Saturday, September 26, 2009

Browserscope & Chrome Frame


I imagine many front end developers out there like me are currently pretty thrilled about the announcement of Google Chrome Frame this week. I've always been an admirer of Alex Russell's writing and work. To be fair though, I was once also a very excited Flash developer who thought I'd end up writing code for a single engine/consumer. I've felt that burn, but I'm still really just a kid at heart - so I'm psyched.

Chrome Frame presented a pretty interesting challenge for Browserscope. I wish we'd solved it fully before this morning. The problem is in detecting the user agent. When it first came out, I thought Browserscope wouldn't need any quick changes due to Chrome Frame, because we wouldn't be serving the <meta http-equiv="X-UA-Compatible" content="chrome=1"> header. Fortunately Steve read about the "cf:" way to run Chrome Frame the next morning - though unfortunately, that meant we had a problem.

Browserscope originally did its user agent classification based on the HTTP_USER_AGENT header sent from the browser when you share your test results. Chrome Frame adds a "chromeframe" string within the IE user agent string, so at first we thought we could detect Chrome Frame based on the presence of that string. But correctly, IE has the "chromeframe" string whether Chrome Frame has been invoked on the page or not (it's still an installed plug-in). And we wanted to be able to distinguish the IE/Chrome Frame results - which someone could submit by going to cf:http://www.browserscope.org/.


So then we thought we could just detect whether the client side render engine was Webkit, which is doable - and it turns out that if you ask the browser for window.navigator.userAgent you get a typical Chrome user agent string (type cf:about:version into IE with Chrome Frame installed). It's kind of a bummer that at the client level, you cannot tell that you're in Chrome Frame versus Chrome proper, but the Chrome Frame team may tweak the Chrome Frame user agent string if enough people also encounter this as an issue. Functionally, it should be a lot more like Chrome proper; Browserscope itself should be able to report if, and if/when that isn't the case.

While we'd anticipated new user agents on Browserscope, we hadn't imagined a hybrid sort of User Agent. We had to make some changes under the hood to support this in the back end (thanks slamm!). Now you should be able to go to Browserscope and compare your test results for IE and Chrome Frame (if you have it installed). Parsing-wise, we're grouping Chrome Frame along with the browser family(IE at this point) and major version bit(6|7|8) in the UI. We'd love your feedback on that decision.

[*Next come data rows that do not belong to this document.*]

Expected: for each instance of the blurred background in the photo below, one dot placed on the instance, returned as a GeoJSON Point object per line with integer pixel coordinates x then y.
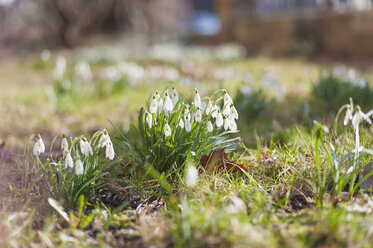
{"type": "Point", "coordinates": [69, 66]}
{"type": "Point", "coordinates": [341, 29]}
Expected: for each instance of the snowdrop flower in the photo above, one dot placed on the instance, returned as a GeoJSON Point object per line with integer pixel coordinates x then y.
{"type": "Point", "coordinates": [167, 130]}
{"type": "Point", "coordinates": [226, 123]}
{"type": "Point", "coordinates": [167, 106]}
{"type": "Point", "coordinates": [219, 119]}
{"type": "Point", "coordinates": [209, 126]}
{"type": "Point", "coordinates": [197, 99]}
{"type": "Point", "coordinates": [227, 99]}
{"type": "Point", "coordinates": [208, 108]}
{"type": "Point", "coordinates": [109, 151]}
{"type": "Point", "coordinates": [358, 117]}
{"type": "Point", "coordinates": [233, 113]}
{"type": "Point", "coordinates": [79, 169]}
{"type": "Point", "coordinates": [174, 96]}
{"type": "Point", "coordinates": [38, 147]}
{"type": "Point", "coordinates": [191, 175]}
{"type": "Point", "coordinates": [149, 119]}
{"type": "Point", "coordinates": [214, 111]}
{"type": "Point", "coordinates": [198, 115]}
{"type": "Point", "coordinates": [83, 71]}
{"type": "Point", "coordinates": [69, 161]}
{"type": "Point", "coordinates": [181, 123]}
{"type": "Point", "coordinates": [226, 110]}
{"type": "Point", "coordinates": [104, 139]}
{"type": "Point", "coordinates": [153, 105]}
{"type": "Point", "coordinates": [85, 147]}
{"type": "Point", "coordinates": [45, 55]}
{"type": "Point", "coordinates": [188, 124]}
{"type": "Point", "coordinates": [64, 145]}
{"type": "Point", "coordinates": [60, 68]}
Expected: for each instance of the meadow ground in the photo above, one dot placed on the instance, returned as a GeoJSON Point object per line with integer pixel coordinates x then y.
{"type": "Point", "coordinates": [289, 181]}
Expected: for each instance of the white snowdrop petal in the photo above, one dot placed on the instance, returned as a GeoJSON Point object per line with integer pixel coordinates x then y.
{"type": "Point", "coordinates": [79, 169]}
{"type": "Point", "coordinates": [191, 175]}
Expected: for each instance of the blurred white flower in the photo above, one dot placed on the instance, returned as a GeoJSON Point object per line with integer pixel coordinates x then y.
{"type": "Point", "coordinates": [214, 111]}
{"type": "Point", "coordinates": [209, 126]}
{"type": "Point", "coordinates": [109, 151]}
{"type": "Point", "coordinates": [167, 106]}
{"type": "Point", "coordinates": [197, 99]}
{"type": "Point", "coordinates": [191, 175]}
{"type": "Point", "coordinates": [83, 71]}
{"type": "Point", "coordinates": [358, 117]}
{"type": "Point", "coordinates": [181, 123]}
{"type": "Point", "coordinates": [219, 119]}
{"type": "Point", "coordinates": [38, 147]}
{"type": "Point", "coordinates": [64, 145]}
{"type": "Point", "coordinates": [149, 119]}
{"type": "Point", "coordinates": [198, 115]}
{"type": "Point", "coordinates": [69, 161]}
{"type": "Point", "coordinates": [167, 130]}
{"type": "Point", "coordinates": [174, 96]}
{"type": "Point", "coordinates": [188, 124]}
{"type": "Point", "coordinates": [79, 169]}
{"type": "Point", "coordinates": [45, 55]}
{"type": "Point", "coordinates": [153, 106]}
{"type": "Point", "coordinates": [60, 68]}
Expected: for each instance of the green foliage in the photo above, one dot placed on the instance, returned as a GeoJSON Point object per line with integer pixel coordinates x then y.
{"type": "Point", "coordinates": [168, 152]}
{"type": "Point", "coordinates": [60, 178]}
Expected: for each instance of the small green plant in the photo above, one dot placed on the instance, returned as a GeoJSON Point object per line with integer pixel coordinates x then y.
{"type": "Point", "coordinates": [77, 172]}
{"type": "Point", "coordinates": [172, 131]}
{"type": "Point", "coordinates": [342, 173]}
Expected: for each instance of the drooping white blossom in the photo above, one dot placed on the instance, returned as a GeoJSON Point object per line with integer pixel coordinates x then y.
{"type": "Point", "coordinates": [227, 99]}
{"type": "Point", "coordinates": [39, 147]}
{"type": "Point", "coordinates": [167, 106]}
{"type": "Point", "coordinates": [69, 163]}
{"type": "Point", "coordinates": [64, 145]}
{"type": "Point", "coordinates": [219, 119]}
{"type": "Point", "coordinates": [85, 148]}
{"type": "Point", "coordinates": [109, 151]}
{"type": "Point", "coordinates": [149, 119]}
{"type": "Point", "coordinates": [233, 112]}
{"type": "Point", "coordinates": [209, 126]}
{"type": "Point", "coordinates": [104, 139]}
{"type": "Point", "coordinates": [174, 96]}
{"type": "Point", "coordinates": [60, 68]}
{"type": "Point", "coordinates": [191, 175]}
{"type": "Point", "coordinates": [188, 124]}
{"type": "Point", "coordinates": [83, 71]}
{"type": "Point", "coordinates": [181, 123]}
{"type": "Point", "coordinates": [214, 111]}
{"type": "Point", "coordinates": [167, 130]}
{"type": "Point", "coordinates": [79, 169]}
{"type": "Point", "coordinates": [208, 108]}
{"type": "Point", "coordinates": [153, 106]}
{"type": "Point", "coordinates": [358, 117]}
{"type": "Point", "coordinates": [197, 99]}
{"type": "Point", "coordinates": [198, 115]}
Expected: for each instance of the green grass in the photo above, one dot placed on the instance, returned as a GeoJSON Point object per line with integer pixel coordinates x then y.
{"type": "Point", "coordinates": [273, 204]}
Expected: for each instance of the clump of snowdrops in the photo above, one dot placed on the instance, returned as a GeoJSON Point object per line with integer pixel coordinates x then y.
{"type": "Point", "coordinates": [174, 131]}
{"type": "Point", "coordinates": [345, 168]}
{"type": "Point", "coordinates": [74, 173]}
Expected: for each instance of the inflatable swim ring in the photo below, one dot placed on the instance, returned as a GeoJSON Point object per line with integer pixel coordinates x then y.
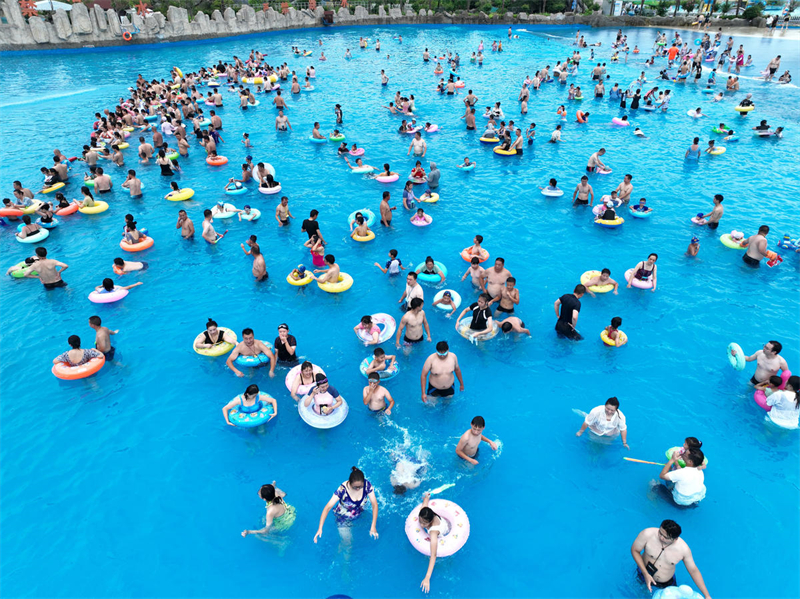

Now, not only can you run the tests on Browserscope in Chrome Frame, but once you do, you'll then experience Browserscope itself in Webkit (check out all the rounded corners and text-shadows). And, how awesome is Webkit?! Of course, you can always toggle the checkbox on the homepage to switch back and forth to IE proper.

This experience reminded us on the Browserscope team how crucial it is to parse user agent "correctly" - and in this case that requires a combination of client and server information! - so I'll make a plea for folks to check out and add comments to a design doc for a user agent string parsing project we'd love to see take shape. Want to build it?